Monday, August 19, 2024
Public School Trends: US (Book banning/Culture wars), China (Science & Math)
“If you want to respect the rule of law, you’ve got to start from the original lawgiver, which was Moses”
who got the commandments from God, Louisiana Republican Governor Jeff Landry.
“[China will] make extraordinary arrangements for urgently needed disciplines and majors… We will implement a national strategy for cultivating top talents.”
Huai Jinpeng, China’s minister of education.
In Louisiana, all classrooms must have a prominent poster of the Ten Commandments. In Florida, the war on very loosely defined “woke” allows individual parents to challenge classroom lessons, textbooks and what can be kept on school and public library bookshelves. This “war on woke” – generally anything that offends white evangelicals – is a plague that has infected red states like an intellectual COVID. “Alternative facts” and sanitized history and public events have replaced truth in so many red state classrooms, even reaching into college and university curricula. Once the paradigm of excellent public education, international high school standards among developed nations place the United States, based on objective test scores, somewhere between 19th and 38th depending on subject matter. Such “woke” battles have drained true educational resources.

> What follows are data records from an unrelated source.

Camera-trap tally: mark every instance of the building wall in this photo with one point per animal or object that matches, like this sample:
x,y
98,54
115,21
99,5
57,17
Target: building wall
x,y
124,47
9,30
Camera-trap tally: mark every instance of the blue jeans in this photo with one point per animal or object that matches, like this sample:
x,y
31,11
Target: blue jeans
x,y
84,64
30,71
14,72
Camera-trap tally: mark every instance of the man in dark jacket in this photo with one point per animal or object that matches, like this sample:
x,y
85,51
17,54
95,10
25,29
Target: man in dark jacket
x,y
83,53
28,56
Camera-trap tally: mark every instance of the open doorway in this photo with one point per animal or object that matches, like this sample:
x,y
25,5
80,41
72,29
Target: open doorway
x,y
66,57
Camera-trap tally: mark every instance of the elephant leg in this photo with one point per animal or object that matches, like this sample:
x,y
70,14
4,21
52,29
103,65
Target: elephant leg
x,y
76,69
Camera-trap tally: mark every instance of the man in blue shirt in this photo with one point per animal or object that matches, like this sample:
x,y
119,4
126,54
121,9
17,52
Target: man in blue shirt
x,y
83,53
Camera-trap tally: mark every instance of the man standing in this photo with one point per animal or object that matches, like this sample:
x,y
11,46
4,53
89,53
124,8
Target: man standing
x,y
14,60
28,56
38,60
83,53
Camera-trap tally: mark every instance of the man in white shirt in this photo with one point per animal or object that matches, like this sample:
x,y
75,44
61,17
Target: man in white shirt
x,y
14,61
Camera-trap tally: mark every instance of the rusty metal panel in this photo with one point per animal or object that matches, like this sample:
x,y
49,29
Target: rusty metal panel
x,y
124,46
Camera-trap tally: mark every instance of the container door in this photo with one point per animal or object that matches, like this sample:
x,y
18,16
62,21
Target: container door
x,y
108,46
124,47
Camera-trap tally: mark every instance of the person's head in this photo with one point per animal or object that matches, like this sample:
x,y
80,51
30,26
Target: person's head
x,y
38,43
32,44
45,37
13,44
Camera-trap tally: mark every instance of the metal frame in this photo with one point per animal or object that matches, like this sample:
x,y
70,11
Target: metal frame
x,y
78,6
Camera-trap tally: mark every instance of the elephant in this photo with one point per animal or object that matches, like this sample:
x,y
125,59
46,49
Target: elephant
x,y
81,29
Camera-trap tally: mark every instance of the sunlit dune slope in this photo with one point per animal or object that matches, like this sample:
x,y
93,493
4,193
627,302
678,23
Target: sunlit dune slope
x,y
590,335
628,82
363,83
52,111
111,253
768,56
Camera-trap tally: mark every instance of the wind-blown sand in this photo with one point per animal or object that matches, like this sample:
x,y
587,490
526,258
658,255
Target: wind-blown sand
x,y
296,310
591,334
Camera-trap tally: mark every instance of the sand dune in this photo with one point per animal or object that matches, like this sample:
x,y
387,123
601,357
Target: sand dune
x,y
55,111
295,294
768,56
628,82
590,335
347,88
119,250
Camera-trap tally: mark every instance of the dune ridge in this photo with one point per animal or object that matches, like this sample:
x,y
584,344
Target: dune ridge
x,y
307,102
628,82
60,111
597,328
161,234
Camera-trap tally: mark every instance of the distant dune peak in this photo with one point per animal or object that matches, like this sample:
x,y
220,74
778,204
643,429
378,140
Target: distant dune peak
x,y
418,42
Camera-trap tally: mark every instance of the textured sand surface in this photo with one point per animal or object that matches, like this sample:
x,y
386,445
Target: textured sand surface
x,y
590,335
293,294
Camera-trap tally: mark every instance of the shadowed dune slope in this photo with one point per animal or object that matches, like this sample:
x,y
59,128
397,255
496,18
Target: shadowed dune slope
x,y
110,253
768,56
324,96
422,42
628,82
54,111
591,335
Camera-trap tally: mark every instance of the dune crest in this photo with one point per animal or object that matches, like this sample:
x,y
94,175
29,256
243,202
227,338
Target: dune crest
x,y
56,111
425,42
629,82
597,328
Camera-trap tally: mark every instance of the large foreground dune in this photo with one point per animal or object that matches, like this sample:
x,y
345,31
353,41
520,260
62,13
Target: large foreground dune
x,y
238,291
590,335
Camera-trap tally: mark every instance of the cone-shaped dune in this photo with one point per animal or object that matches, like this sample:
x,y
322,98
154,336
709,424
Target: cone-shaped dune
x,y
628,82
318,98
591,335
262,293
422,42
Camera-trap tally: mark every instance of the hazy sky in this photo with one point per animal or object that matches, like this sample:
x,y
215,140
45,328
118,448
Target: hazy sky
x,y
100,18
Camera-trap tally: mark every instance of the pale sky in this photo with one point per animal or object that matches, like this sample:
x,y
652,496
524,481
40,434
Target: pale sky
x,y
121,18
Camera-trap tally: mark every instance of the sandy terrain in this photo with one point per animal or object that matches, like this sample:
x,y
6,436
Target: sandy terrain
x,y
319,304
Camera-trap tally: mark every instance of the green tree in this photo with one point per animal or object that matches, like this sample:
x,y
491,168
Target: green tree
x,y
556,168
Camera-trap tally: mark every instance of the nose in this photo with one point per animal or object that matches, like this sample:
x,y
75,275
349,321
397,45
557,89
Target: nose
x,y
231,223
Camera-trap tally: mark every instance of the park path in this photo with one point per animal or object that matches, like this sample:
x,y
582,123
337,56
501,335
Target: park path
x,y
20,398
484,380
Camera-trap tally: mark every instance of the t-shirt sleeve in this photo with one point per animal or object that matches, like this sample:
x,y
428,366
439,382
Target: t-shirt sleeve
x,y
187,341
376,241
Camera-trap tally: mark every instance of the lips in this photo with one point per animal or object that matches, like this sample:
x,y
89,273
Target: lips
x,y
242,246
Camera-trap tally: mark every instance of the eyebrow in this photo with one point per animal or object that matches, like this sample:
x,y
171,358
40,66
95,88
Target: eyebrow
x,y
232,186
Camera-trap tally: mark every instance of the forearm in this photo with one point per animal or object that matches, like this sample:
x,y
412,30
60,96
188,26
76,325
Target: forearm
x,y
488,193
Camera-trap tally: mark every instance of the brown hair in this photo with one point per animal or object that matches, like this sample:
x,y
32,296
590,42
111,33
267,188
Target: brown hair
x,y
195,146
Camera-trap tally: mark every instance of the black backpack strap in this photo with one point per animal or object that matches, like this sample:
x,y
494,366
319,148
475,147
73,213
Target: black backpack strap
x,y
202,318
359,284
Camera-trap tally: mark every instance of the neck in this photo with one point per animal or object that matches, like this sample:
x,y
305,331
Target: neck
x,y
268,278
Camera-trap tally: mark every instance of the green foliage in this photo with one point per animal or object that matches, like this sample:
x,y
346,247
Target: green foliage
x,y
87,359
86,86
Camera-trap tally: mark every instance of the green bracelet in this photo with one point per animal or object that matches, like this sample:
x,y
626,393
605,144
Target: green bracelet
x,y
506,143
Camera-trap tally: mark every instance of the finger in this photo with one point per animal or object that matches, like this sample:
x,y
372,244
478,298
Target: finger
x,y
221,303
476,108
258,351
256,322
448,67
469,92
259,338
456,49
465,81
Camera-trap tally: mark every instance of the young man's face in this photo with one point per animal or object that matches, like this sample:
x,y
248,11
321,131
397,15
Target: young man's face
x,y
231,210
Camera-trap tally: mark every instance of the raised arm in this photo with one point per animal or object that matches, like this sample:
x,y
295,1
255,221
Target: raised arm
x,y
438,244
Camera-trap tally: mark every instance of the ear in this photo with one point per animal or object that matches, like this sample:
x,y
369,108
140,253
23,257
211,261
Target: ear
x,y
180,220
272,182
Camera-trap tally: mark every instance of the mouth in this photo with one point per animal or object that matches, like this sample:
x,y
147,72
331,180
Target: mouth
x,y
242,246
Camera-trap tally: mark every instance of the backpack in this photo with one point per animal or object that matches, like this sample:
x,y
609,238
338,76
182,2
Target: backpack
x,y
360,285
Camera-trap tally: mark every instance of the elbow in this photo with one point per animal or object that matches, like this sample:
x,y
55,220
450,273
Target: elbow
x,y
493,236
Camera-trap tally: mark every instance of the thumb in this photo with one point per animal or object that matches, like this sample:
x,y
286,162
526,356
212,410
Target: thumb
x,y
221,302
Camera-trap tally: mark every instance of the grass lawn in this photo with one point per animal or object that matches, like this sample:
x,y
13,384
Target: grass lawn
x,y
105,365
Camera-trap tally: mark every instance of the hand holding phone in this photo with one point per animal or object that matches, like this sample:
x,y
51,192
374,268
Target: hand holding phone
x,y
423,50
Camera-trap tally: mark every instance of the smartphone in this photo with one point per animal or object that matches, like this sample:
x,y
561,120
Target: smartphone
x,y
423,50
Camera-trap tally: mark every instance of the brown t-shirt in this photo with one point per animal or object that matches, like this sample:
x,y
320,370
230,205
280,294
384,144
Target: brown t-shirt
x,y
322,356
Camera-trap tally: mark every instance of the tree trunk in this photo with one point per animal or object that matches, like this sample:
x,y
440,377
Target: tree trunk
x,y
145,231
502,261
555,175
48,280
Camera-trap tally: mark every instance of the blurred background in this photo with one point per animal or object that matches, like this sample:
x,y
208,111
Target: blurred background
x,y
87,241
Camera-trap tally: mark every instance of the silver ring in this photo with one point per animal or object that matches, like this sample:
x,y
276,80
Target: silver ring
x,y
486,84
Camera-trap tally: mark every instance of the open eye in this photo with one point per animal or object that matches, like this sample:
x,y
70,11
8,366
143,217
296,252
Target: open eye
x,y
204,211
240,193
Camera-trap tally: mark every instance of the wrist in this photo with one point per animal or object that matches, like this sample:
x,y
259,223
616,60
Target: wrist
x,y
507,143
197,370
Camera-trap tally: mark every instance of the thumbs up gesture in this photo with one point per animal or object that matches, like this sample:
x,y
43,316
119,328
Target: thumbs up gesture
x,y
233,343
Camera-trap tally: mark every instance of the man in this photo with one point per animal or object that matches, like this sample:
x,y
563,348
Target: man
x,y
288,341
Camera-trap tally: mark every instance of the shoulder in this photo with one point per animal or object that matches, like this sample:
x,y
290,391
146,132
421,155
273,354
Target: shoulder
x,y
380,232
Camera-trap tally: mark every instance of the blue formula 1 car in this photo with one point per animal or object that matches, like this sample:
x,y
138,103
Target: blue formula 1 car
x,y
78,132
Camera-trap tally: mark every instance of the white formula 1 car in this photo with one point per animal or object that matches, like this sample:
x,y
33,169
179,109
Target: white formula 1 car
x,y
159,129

With about 13,000 individual school districts, most with elected school boards, campaigns (particularly in red states) for candidates are often built on anti-woke promises, heavy priorities over academic accuracy and excellence. State lawsuits seeking equal access to public funding for religious schools are prevailing all the way up to the US Supreme Court. In many red states, teachers can lose their jobs, even face criminal prosecution, for stepping into “woke” subject areas (e.g., accurately depicting slavery and racial discrimination) with truth and facts. China is smiling, if not laughing, on this massively self-destructive American trend. Added to exponential college tuition increases and the concomitant student debt, the US educational system seems to have moved from merely shooting itself in the foot to moving that academic pistol for a head shot.
After enjoying technological supremacy during and after WWII, American arrogance and complacency were gut-punched as the Soviet Union was the first nation to launch an orbital satellite (Sputnik) in 1957. We had pride in our achievements, our schools and our prioritizing engineering achievements back then. With strong support from the Republican Eisenhower administration, education at all levels – public and private – became a national obsessive priority. Federal money poured into the education sector, and all hands were determined to restore American educational glory. What “made America great” then was our full-court press to make our schools competitive, excellent and based on full accuracy. National priorities and security were at stake, not to be tanked by individual parents or anti-woke-agenda school districts. Oddly, the educational priorities that were built by 1950s Republicans were being ripped to shred by 21st century Republicans.
28% of China’s economy is generated from manufacturing as compared to 11% for the US. We’re focused on “value building” primarily from financial structures and for-major-profit financial institutions. Much of China’s underlying engineering technology, the basis of their manufacturing strength, was born in the US. Where we do “make things,” they are often society-challenging social media platforms and related software. In the rising world of artificial intelligence, China is outspending us and generating more patents than we do. Their new prioritization of EVs has pushed their related technology into a cost-efficiency battle with which we cannot (or choose not to) compete, particularly in battery engineering. With an abundance of component-necessary rare earths, they are accelerating fast. Our response? High tariffs on such Chinese manufactures. US consumers pick up the costs with no genuine benefit to them.
Keith Bradsher, writing for the August 9th New York Times, tells us about how China is focused on rebuilding her economy by accelerating and reprioritizing public education: “Beijing’s challenge to the technological leadership that the United States has held since World War II is evidenced in China’s classrooms and corporate budgets, as well as in directives from the highest levels of the Communist Party.
“A considerably larger share of Chinese students major in science, math and engineering than students in other big countries do. That share is rising further, even as overall higher education enrollment has increased more than tenfold since 2000… Spending on research and development has surged, tripling in the past decade and moving China into second place after the United States. Researchers in China lead the world in publishing widely cited papers in 52 of 64 critical technologies, recent calculations by the Australian Strategic Policy Institute reveal…
“By comparison, only a fifth of American undergraduates and half of doctoral students are in these [STEM] categories, although American data defines these majors a little more narrowly… China’s manufacturing prowess has become a geopolitical issue, however. The government subsidies and policies that have helped fuel the factory boom have left many other countries wary of buying more of China’s exports.
“The European Union has imposed formidable provisional tariffs on electric vehicles from China. In the United States, which has also used tariffs to effectively block China’s E.V. companies, political and commercial pressure has impeded ventures with Chinese battery makers… ‘What happens when China passes the U.S. in R&D and they have [a vastly bigger] manufacturing base?’ asked Craig Allen, the president of the U.S.-China Business Council, which represents American companies doing business in China.” Anti-woke school boards will never ask or answer that question.
I’m Peter Dekom, and our “anti-woke-driven” anti-educational, anti-trained professional plague is beginning to take a huge toll contributing to a serious threat to our competitive and economic future.